Small businesses have been responsible for 63 percent of the nation’s new, private-enterprise jobs, the government says. Most of those jobs are in various types of service industries – for example, certified public accountants, management firms and landscaping contractors. New jobs also are scattered among a wide array of retail and wholesale outlets, construction firms, health care providers, hotels and motels, and restaurants.
Two years ago, when the government tabulated its most recent data on the role of small businesses in ending the recession, SBA economists noted a welcome growth in diversity among entrepreneurs. More and more small-business owners were found to be African-American, Asian, and Latino, and entrepreneurship was growing in urban areas.
As of 2012, 36 percent of small-business owners were women, according to the SBA.

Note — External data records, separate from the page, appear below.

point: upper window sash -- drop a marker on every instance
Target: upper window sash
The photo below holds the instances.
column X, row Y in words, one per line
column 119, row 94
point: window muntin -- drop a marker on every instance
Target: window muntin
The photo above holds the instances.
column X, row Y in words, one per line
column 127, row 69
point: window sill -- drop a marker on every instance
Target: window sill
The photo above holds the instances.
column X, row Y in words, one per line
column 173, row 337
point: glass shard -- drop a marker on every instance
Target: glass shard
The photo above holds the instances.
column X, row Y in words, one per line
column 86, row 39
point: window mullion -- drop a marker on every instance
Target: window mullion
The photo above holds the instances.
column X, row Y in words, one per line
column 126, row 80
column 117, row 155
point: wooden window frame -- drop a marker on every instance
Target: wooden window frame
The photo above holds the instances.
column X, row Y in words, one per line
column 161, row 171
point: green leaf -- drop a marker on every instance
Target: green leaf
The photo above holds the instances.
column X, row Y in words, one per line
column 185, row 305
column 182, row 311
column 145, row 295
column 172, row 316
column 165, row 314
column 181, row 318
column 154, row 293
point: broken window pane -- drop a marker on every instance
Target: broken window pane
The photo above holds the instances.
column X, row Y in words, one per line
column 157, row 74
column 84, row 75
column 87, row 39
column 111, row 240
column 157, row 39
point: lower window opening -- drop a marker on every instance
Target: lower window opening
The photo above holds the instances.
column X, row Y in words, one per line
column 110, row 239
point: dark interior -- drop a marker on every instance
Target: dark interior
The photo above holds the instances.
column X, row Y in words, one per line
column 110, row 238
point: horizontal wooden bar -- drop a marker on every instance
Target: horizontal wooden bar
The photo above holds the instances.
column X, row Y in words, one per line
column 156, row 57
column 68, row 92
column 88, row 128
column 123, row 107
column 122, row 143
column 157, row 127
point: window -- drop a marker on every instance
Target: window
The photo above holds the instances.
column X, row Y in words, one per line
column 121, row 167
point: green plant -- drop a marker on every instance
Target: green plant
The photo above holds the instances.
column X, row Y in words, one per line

Aging Baby Boomers also are contributing to the mix. More than one in five seniors are self-employed, running a small company rather than simply collecting Social Security, the SBA says.
California has far and away the greatest number of small businesses – more than 3.6 million companies that employ 6.5 million people. Texas (2.4 million companies) is second, followed by Florida (2.2 million companies) and New York (just over 2 million).
“There is a great entrepreneurial spirit in California,” Park says. “We’re proud to support small businesses and help them grow.”